Perhaps you are ready to establish yourself as an entrepreneur and need to make your new business official. If you are acting as an individual, you have the opportunity to declare your business a Sole Proprietorship. This means that your business is unincorporated, you are the sole owner and the business is tied to your social security number rather than its own tax identification number (TIN).
According to U.S. Small Business Administration, “the legal name of a business is the name of the person or entity that owns a business.” Therefore, if you are the sole owner, then your full name is the legal name of the business. While that may be the technicality, it’s not very… catchy. Part of the fun of running your own business is getting to name it!
If you choose to give yourself a business name, this is called an assumed name, fictitious name or DBA name. DBA stands for “doing business as.” To give an example, John Doe is DBA John’s Mowing. An assumed name should be unique to you, to the best of your knowledge. It is not permissible to use the name of a known entity. For example, DBA John’s Mowing is allowed but not DBA John Deere. This is an important rule to follow when working as an independent sales representative for a company such as Avon or Mary Kay. You cannot be a DBA because you do not have ownership in Mary Kay.
To claim your chosen DBA name, you may need to register it with your state’s government agency.
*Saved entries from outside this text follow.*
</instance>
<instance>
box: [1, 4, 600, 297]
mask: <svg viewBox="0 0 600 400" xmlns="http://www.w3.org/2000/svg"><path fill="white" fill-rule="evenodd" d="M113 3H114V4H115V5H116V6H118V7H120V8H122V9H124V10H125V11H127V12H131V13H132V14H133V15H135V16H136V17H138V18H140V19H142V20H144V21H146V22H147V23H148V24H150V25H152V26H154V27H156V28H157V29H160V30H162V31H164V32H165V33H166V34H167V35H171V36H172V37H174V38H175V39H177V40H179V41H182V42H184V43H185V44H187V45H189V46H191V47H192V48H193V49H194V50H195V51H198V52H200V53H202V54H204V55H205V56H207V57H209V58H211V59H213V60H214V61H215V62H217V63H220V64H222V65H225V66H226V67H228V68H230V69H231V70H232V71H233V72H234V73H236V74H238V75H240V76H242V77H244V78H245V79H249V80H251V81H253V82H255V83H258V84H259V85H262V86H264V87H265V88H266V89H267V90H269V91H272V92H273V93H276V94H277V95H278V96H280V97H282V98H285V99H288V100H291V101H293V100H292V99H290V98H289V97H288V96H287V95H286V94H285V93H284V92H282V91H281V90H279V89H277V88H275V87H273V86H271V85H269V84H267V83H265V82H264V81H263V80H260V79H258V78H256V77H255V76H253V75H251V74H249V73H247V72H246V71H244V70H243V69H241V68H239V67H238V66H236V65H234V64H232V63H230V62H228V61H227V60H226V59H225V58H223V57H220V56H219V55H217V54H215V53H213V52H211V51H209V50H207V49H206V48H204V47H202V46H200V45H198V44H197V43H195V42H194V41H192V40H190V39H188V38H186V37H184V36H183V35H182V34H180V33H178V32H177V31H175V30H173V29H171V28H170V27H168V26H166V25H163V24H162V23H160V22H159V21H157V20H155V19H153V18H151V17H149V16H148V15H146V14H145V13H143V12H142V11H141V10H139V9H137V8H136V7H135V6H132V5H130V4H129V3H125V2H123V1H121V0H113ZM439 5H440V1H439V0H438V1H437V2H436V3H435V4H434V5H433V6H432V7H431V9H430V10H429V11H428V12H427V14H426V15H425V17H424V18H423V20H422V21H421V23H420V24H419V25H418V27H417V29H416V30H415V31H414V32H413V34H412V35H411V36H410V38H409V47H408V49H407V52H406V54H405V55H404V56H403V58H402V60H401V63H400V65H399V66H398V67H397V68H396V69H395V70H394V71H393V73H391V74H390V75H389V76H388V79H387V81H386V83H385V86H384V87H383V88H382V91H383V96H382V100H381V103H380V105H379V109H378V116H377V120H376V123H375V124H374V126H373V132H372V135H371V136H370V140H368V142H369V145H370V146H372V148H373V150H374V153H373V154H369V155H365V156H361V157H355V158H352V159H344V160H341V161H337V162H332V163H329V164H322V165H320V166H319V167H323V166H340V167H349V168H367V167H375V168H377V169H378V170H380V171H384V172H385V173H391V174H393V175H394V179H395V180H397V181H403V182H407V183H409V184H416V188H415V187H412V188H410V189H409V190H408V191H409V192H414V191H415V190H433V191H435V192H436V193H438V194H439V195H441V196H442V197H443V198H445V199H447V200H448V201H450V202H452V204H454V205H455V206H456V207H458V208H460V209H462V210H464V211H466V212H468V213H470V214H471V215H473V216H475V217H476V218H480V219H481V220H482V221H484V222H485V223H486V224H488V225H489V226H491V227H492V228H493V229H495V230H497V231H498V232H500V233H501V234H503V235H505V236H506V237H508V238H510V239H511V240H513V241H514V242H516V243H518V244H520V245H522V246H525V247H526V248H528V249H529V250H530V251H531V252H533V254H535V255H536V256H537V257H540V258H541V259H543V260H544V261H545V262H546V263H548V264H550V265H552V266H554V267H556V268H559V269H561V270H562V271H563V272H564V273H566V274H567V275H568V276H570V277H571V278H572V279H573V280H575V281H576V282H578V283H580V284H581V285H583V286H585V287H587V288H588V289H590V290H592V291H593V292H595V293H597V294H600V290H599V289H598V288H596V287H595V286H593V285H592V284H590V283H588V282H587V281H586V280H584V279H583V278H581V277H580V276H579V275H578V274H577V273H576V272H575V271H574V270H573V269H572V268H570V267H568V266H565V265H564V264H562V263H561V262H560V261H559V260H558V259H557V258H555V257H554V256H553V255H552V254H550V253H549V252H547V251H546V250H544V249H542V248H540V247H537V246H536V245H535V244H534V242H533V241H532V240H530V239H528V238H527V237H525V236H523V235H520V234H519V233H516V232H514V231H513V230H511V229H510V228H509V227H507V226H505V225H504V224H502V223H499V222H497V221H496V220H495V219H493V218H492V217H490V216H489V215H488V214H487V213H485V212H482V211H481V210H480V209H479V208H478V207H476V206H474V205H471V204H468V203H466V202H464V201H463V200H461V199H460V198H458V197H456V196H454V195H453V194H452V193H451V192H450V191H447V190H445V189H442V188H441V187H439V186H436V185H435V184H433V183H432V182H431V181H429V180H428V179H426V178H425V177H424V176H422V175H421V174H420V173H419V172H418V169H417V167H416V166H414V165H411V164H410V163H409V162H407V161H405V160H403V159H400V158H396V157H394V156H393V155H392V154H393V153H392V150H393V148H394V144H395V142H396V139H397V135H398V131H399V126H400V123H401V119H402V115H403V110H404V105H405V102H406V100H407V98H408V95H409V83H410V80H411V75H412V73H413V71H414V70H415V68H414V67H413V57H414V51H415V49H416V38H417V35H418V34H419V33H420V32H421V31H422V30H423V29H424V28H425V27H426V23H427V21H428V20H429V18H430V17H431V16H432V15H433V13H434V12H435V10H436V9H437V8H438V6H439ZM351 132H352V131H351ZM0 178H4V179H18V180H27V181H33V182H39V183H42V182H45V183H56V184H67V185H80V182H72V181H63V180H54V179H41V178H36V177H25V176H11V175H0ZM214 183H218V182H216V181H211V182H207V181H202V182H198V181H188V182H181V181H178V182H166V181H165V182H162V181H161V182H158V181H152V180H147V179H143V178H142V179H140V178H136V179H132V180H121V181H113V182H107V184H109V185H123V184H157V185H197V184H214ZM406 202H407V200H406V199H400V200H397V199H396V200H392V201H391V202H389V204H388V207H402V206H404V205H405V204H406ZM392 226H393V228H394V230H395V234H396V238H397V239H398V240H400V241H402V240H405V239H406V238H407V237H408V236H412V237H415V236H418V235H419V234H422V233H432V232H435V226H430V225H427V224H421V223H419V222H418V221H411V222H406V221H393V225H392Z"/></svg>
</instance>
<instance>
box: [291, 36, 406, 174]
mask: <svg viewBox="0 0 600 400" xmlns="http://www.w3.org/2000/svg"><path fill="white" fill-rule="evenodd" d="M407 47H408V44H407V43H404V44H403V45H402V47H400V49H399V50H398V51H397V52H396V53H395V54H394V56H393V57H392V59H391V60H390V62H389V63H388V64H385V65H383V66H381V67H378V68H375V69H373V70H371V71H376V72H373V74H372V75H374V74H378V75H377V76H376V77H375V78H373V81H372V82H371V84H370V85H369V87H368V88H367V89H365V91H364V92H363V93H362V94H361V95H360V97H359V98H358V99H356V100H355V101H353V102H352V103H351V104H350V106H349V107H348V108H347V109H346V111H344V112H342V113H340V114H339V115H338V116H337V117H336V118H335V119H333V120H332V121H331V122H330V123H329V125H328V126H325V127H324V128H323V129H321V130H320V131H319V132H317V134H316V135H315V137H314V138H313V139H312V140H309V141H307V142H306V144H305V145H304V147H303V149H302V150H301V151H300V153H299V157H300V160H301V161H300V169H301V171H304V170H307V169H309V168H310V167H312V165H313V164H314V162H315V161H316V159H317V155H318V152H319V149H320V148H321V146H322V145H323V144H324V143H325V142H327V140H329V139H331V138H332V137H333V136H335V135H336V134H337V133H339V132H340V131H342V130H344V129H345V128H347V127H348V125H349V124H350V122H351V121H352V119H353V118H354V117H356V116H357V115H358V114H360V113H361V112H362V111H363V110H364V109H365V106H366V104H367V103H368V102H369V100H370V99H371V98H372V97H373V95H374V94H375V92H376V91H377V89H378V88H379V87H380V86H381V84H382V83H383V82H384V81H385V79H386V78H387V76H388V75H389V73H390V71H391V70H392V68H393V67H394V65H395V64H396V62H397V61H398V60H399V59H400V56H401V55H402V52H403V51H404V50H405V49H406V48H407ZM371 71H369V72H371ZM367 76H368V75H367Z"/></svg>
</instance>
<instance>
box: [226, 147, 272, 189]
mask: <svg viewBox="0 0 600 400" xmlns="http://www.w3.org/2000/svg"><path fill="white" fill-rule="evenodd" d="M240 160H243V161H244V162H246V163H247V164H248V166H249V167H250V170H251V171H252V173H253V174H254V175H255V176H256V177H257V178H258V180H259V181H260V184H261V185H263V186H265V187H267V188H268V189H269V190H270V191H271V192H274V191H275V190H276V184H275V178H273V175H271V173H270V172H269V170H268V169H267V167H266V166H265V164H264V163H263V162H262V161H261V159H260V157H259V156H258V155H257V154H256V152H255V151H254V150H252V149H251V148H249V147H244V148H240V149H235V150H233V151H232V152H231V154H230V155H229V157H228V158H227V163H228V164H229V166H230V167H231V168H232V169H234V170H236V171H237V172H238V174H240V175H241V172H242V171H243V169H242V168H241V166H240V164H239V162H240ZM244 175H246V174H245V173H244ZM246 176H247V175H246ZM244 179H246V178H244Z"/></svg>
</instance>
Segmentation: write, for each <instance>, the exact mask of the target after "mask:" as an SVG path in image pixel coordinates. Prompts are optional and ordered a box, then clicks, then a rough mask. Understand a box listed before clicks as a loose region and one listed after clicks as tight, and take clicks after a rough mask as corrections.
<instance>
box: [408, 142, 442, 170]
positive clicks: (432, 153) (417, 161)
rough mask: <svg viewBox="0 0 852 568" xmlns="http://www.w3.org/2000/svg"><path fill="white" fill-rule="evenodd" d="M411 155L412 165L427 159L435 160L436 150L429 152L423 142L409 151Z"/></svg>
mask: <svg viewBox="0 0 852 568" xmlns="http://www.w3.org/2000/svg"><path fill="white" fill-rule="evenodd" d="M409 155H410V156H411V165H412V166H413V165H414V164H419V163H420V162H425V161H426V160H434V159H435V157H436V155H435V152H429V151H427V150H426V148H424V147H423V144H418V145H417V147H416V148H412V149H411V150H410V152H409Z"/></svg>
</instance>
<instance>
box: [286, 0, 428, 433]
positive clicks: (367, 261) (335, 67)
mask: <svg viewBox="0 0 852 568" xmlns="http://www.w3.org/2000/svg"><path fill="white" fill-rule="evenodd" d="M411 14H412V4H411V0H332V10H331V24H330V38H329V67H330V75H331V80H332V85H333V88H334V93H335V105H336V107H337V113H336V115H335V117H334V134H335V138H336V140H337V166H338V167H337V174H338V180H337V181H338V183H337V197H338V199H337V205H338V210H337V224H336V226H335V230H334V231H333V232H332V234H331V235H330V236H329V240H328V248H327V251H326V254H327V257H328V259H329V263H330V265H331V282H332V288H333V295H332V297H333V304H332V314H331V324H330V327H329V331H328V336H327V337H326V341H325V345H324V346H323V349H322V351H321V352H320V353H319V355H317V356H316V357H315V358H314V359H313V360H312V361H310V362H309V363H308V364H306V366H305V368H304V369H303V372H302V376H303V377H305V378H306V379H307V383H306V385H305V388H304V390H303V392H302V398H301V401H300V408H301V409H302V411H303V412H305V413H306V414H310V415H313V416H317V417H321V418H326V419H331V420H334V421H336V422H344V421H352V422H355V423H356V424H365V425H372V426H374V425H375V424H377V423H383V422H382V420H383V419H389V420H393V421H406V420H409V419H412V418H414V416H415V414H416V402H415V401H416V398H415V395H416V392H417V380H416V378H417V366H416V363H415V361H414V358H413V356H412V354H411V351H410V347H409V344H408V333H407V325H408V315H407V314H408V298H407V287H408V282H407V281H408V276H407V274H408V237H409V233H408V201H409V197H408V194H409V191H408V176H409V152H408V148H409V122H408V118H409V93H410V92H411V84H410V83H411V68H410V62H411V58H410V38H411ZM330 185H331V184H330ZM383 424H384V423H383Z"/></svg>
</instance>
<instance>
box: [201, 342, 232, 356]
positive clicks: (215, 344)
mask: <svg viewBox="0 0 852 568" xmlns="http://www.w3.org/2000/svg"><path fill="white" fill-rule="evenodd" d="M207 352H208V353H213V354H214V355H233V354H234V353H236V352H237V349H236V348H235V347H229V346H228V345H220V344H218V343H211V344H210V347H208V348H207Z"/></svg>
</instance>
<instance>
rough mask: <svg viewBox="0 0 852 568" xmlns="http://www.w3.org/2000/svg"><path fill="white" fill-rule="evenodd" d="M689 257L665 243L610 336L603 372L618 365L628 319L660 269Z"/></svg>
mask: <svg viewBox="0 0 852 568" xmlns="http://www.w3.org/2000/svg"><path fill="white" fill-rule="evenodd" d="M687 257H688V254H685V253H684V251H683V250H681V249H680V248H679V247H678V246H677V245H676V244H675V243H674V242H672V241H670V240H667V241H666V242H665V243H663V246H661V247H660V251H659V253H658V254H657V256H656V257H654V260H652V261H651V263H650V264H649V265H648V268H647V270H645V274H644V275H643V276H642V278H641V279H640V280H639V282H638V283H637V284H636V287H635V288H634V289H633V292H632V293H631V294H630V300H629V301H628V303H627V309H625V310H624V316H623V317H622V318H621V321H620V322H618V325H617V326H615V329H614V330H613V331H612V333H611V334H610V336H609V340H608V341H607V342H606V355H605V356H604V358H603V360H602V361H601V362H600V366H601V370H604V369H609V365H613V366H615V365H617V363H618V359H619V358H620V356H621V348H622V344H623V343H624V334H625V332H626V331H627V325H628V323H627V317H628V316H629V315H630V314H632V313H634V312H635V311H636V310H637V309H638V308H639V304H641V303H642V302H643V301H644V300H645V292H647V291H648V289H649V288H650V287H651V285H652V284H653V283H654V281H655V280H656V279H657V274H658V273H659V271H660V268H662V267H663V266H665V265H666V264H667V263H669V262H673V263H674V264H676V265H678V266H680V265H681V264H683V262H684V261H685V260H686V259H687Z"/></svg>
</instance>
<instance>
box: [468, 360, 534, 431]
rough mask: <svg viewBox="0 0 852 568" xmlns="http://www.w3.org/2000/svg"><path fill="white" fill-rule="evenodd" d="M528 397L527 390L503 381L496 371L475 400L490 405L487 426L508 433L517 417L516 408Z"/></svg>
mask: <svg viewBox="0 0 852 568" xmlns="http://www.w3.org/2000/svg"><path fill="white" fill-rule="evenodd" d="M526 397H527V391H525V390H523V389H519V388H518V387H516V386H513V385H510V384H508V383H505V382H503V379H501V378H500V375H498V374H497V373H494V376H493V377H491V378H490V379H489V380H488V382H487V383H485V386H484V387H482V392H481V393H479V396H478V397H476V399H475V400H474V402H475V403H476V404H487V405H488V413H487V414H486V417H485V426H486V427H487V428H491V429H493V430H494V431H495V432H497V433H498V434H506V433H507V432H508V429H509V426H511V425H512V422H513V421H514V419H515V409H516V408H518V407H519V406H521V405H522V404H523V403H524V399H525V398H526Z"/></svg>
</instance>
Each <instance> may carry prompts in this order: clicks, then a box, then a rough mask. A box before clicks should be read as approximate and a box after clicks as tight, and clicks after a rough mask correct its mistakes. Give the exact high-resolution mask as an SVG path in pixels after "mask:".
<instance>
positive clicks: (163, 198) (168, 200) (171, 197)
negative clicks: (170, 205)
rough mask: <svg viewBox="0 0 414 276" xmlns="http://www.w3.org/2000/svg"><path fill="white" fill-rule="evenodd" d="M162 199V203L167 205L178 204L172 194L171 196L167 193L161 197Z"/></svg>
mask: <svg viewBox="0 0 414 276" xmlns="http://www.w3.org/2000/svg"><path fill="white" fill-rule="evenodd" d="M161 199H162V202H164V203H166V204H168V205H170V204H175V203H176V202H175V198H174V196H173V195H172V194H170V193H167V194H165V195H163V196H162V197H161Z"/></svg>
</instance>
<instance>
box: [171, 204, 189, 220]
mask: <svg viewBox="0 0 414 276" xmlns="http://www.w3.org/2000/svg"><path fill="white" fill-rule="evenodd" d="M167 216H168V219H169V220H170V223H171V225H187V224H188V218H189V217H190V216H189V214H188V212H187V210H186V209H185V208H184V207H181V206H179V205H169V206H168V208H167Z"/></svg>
Some states, like Kansas, do not require any formal registration of an assumed business name. For guidance, you may reference this chart for each state’s required documentation. After completing the proper certification for your state, you may move forward with opening a business account and working under the new name!
In addition to a sole proprietorship, there are many other options for how a business can be established. Check out the website for the U.S. Small Business Administration to learn about Limited Liability Companies, Partnerships and Corporations and the legalities of each ownership option.